Im Grenzbachtal, das von Urbach runter nach Oberbieber führt, gibts auch ein paar nette Abfahrten (z.B. am Stausee). Wenn man von dort  rüber Richtung Isenburg/ Bendorf fährt kann man weitere schöne Pfade mitnehmen. Brexbachtal bei Sayn ist dann um die Ecke, lohnt auch. 
Sind halt keine so flotten Sachen wie im Koblenzer Stadtwald, bocken aber trotzdem. 

Beste Grüße,
Philipp


----------



## Stevensbiker (28. November 2015)

Hallo,

wohnst du nun in Urbach? Wenn ja, dann könnten wir dir demnächst mal was nettes zeigen. Wir kommen 

aus Altenkirchen / Umgebung! 

Vg.


----------



## Trail Surfer (28. November 2015)

Stevensbiker schrieb:


> Hallo,
> 
> wohnst du nun in Urbach? Wenn ja, dann könnten wir dir demnächst mal was nettes zeigen. Wir kommen
> 
> ...


Dann - dabei! Denk an mich!


----------



## Stevensbiker (29. November 2015)

Trail Surfer schrieb:


> Dann - dabei! Denk an mich!


----------



## wegweiser2000 (19. Februar 2016)

Hallo Leute,

kommende Woche bin ich einige Tage nach Koblenz und möchte die Abende zum Biken nutzen. Ich kenne mich in der Ecke streckentechnisch 0 aus.
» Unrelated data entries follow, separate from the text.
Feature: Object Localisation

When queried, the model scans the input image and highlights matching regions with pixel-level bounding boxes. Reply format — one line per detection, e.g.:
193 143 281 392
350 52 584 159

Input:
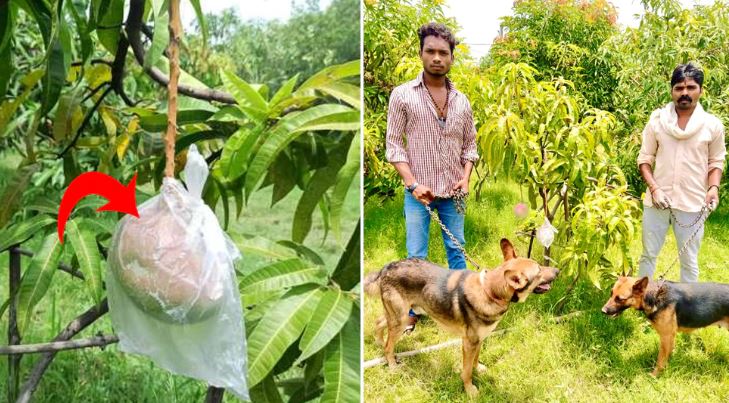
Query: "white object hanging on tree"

Hat jemand von euch 1-2 fertige gpx Tracks die er mir zur Verfügung stellen kann ?


----------



## exbonner (19. Mai 2016)

Ich bin jetzt beruflich in Neustadt/Wied (Rahms) tätig und wollte mal nach Trails in der unmittelbaren Umgebung fragen. Gestern bin ich ein paar Kilometer im direkten Umfeld gejoggt, aber die üblichen Ein- und Ausstiege zu Trails konnte ich nirgends entdecken. Freue mich über jeden Input.


----------



## sibu (20. Mai 2016)

Die Wiedschleife von Peterslahr bis Roßbach ist zwar eine schöne Gegend, aber liegt etwas Abseits, daher sind da wohl nicht so viele unterwegs, was auch seine Vorteile hat. Die Traildichte ist auch nicht wie an der unteren Wied oder im Siebengebirge. Aber ein paar nette Stellen in unmittelbarer Nähe gibt es doch: Der Westerwald-Steig im Bereich Mettelshahner Schweiz,  Weißenfelser Ley oder Roßbacher Häuchen ist ganz nett, die Abfahrt auf dem Kölner Weg zum Kloster Ehrenstein, der Anxbach-Höhenweg, 

Für eine Feierabend-Runde taugen die allemal, ob es eine separate Anreise lohnen würde, sei dahin gestellt.


----------



## Dancelli (12. Februar 2017)

Liebe Ortskenner, ;-)
ich möchte mich hier einmal einklinken.
Gibt es im Umkreis von etwa 50KM um St. Katharinen / Rott / Rotterheide eine Art Pumptrack?
Würde mit meinem ersten Fully gerne ein paar Grundlagen lernen und erste Sprünge probieren wollen.
Ansonsten wäre der Emser Bikepark die nächste Gelegenheit?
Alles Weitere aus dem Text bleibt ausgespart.